It is tempting to call The Forest a puzzle – but to do so would be to imply that the pieces fit together. Florian Zeller’s compelling but befuddling play is full of shifting identities, repeated and mutating scenes, and an increasingly deranged amount of flowers. It all adds up to a strange and unsteady whole. A somewhat unsatisfying one, too.
Unusually, this Hampstead Theatre production is the world premiere of The Forest, despite the fact it was written in French and translated into English by Christopher Hampton. Pierre, played by Toby Stephens, is a celebrated surgeon married to Laurence, played by Gina McKee. Or perhaps I should say that Pierre, played by Paul McGann, is a celebrated surgeon married to Laurence, played by Gina McKee. Nothing is ever the same twice; though some characters are named in the play, in the cast list they are referred to as “Man 1”, “The Wife”, “Male Friend”.
Pierre is having an affair with a younger woman, The Girlfriend (Angel Coulby), who is increasingly becoming a problem. He loved her at first (at least, he thinks he does; he’s not sure), but now she is asking him to tell his wife about her, and Pierre is panicked. He’d “never do anything to hurt” his wife, you see – a moment that plays out with just the right amount of knowing irony. Both Stephens and McGann give tremendously pathetic performances, baulking and quivering at the mess Pierre has got himself into, and never shying away from the moments of cowardly cruelty.

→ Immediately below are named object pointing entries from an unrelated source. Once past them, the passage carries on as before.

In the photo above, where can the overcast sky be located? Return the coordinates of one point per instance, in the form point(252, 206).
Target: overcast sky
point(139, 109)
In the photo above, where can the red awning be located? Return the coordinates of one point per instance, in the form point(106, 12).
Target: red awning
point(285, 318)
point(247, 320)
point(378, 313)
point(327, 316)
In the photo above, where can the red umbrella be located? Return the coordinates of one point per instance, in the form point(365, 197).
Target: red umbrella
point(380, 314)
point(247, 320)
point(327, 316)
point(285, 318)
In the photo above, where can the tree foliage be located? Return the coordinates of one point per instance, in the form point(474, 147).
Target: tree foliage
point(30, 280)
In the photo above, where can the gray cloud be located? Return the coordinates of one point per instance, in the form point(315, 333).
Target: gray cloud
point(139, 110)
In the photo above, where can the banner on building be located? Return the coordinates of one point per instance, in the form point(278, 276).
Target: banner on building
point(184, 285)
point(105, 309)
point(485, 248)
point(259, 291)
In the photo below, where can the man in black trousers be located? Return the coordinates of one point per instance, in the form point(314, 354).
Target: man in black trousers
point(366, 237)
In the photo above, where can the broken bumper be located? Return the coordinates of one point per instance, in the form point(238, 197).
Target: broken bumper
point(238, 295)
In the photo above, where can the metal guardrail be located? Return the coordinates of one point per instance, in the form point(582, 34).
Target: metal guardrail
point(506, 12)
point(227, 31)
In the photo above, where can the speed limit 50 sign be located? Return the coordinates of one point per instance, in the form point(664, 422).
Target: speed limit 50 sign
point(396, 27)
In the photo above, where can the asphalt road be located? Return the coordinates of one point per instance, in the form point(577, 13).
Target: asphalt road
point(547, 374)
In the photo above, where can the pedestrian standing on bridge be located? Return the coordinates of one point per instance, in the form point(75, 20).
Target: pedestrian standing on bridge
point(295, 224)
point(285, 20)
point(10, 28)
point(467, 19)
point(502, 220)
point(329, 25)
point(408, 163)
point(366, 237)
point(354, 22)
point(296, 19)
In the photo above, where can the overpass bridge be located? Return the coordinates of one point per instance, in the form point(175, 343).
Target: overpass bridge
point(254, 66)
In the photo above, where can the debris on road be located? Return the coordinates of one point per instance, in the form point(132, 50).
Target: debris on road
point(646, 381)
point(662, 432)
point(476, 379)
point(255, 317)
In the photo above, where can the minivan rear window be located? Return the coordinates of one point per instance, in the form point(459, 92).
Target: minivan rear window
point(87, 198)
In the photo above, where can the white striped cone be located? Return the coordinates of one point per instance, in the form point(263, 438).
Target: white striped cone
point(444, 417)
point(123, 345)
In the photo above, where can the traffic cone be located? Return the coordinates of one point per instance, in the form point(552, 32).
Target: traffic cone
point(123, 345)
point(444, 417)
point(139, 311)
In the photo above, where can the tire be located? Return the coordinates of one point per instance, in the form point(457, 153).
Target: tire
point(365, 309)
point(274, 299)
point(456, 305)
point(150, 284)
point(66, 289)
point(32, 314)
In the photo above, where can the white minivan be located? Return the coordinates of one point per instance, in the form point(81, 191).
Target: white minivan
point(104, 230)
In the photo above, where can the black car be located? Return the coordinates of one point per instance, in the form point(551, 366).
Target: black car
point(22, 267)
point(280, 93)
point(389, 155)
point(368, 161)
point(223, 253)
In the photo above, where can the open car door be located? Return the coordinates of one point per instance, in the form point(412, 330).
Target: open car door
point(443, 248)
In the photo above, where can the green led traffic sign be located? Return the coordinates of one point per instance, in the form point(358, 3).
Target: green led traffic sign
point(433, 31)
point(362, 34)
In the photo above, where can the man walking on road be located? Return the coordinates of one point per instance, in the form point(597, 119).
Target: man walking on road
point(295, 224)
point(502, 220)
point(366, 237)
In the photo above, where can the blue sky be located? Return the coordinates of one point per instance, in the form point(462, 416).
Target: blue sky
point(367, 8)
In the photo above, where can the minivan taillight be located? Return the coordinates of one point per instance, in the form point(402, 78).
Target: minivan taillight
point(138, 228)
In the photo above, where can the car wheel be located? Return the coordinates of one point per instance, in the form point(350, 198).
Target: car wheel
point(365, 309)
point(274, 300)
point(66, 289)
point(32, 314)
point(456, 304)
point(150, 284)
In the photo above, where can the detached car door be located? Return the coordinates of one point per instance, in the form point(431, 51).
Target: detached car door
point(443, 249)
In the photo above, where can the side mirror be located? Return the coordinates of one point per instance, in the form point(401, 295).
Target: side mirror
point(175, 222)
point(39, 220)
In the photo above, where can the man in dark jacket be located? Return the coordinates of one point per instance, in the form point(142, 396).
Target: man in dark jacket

That the women appear to have no identity beyond their relation to the men is perhaps the point, though it doesn’t work for me. Zeller is clearly fascinated by the duality of man – how men shift their identities, how they put on masks – but in exploring that duality, he renders the women insignificant. “For me she was an abstraction, an idea, a vague idea,” says Pierre’s lover of his wife. But that’s what all the women of The Forest are. Millie Brady is empathetic as Pierre’s daughter in the opening scene, but her entire plotline exists to elucidate her father’s own follies, and she basically disappears after that. McKee gives as subtle and magnetic a performance as ever, but her character is opaque and thinly drawn. Her emotional climax is badly lit, and thus wasted.
Still, Isobel Waller-Bridge’s sound design, all low rumblings that ramp up through the play’s slight running time, is appropriately unsettling, and piecing together a kaleidoscopic narrative that is handed to you in fragments is engrossing enough. I just can’t shake the feeling that Zeller has got a little lost in his own puzzle. You can’t see the forest for the trees.